The GDELT Project

Leveraging Bigtable For Highly Scalable Digital Twin Architectures

As we continue to load our entire historical GCS archive into our Bigtable digital twin, BigTable's remarkable scalability has allowed us to achieve considerable parallelism in our ingest workflows. For example, while populating our Visual Explorer display metadata into our digital twin, we used more than 500 parallel processes running on a small cluster of VMs totaling 128 C2 and C2D VMs. Each process downloads a set of files from GCS and performs a set of analysis tasks to generate a final digital twin record for the broadcast, before writing it to Bigtable. Given their balance of downloading, processing and Bigtable tasks, these 500 processes yield around 300 updates/sec to our Bigtable cluster, not counting the load from ongoing realtime processing of new broadcasts and various background analytic tasks.
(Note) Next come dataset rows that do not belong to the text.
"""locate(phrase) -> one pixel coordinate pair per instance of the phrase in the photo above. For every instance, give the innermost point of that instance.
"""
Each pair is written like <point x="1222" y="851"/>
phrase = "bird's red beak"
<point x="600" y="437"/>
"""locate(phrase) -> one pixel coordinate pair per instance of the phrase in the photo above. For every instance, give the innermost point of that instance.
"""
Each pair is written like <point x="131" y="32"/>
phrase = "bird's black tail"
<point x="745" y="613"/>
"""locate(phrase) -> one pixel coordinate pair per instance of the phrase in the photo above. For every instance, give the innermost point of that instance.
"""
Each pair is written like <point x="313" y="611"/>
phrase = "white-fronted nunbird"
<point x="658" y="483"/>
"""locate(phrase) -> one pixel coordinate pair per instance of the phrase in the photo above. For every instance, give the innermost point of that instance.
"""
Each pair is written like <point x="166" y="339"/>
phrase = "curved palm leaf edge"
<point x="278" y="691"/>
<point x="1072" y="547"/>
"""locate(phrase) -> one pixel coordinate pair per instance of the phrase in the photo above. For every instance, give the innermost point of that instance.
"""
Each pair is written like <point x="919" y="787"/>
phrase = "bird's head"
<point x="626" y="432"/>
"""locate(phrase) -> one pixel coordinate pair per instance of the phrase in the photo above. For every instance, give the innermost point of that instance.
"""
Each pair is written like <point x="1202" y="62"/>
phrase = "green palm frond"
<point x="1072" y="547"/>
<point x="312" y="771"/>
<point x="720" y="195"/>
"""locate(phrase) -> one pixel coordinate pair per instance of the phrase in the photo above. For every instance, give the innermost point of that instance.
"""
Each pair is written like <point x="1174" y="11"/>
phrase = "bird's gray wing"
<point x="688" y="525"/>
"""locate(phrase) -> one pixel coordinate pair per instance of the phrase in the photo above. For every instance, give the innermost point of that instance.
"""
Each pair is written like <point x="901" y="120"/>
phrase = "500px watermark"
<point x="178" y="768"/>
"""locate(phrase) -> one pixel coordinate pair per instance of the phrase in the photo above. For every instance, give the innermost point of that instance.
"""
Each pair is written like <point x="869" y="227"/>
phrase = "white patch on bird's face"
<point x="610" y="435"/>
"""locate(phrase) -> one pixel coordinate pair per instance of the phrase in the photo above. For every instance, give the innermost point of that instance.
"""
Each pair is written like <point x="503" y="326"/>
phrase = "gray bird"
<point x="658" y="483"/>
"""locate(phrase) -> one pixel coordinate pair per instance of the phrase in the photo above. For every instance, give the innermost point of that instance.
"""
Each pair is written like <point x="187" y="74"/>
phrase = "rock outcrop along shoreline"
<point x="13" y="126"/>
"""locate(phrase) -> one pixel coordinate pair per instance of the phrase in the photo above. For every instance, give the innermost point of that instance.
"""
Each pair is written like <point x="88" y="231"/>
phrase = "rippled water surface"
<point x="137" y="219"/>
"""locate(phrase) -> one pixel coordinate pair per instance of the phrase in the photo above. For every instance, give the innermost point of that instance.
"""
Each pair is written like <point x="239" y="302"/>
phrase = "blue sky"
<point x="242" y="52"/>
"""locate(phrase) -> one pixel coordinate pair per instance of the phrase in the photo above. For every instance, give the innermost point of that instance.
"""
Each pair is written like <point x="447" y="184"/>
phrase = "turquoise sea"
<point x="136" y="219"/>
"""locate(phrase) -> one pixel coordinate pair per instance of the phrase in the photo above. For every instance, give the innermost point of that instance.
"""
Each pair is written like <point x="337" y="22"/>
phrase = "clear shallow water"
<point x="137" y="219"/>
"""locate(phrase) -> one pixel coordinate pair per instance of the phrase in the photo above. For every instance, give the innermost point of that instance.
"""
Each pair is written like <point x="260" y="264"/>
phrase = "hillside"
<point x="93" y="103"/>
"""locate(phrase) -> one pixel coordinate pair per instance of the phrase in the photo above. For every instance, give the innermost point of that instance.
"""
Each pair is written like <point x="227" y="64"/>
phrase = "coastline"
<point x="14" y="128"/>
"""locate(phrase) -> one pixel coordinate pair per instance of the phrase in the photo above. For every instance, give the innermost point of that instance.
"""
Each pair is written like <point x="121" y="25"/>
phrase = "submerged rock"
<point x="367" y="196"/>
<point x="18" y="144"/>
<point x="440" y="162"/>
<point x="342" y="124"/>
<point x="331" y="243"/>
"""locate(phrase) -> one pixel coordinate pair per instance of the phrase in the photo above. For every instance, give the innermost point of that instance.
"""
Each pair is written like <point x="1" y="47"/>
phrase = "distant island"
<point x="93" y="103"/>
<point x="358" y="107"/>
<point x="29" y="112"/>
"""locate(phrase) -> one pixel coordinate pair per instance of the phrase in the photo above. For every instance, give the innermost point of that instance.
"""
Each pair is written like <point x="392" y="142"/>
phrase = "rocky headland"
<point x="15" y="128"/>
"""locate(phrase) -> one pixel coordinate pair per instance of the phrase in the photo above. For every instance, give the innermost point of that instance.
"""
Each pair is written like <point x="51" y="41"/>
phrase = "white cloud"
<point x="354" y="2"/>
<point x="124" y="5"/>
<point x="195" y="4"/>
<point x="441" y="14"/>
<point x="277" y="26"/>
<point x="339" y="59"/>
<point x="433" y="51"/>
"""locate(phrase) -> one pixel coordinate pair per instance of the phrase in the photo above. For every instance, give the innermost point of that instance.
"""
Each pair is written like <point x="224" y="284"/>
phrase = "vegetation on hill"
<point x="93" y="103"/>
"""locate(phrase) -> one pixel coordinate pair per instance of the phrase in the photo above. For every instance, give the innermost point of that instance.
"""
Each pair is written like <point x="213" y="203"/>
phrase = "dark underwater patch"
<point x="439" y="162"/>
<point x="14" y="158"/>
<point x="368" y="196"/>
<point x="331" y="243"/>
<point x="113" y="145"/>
Yet, despite this load, our Bigtable cluster's CPU maintains a stable 5% load with no measurable error rate. As a fully managed service, there are no servers or processes to monitor or maintain and new clusters can be seamlessly added over time as needed. The ability of our Bigtable-based digital twin to absorb a steady 300+ updates/sec in addition to realtime updates and background analytic tasks, all without breaking 5% CPU load demonstrates the incredible ability of modern cloud infrastructures to massively accelerate application development.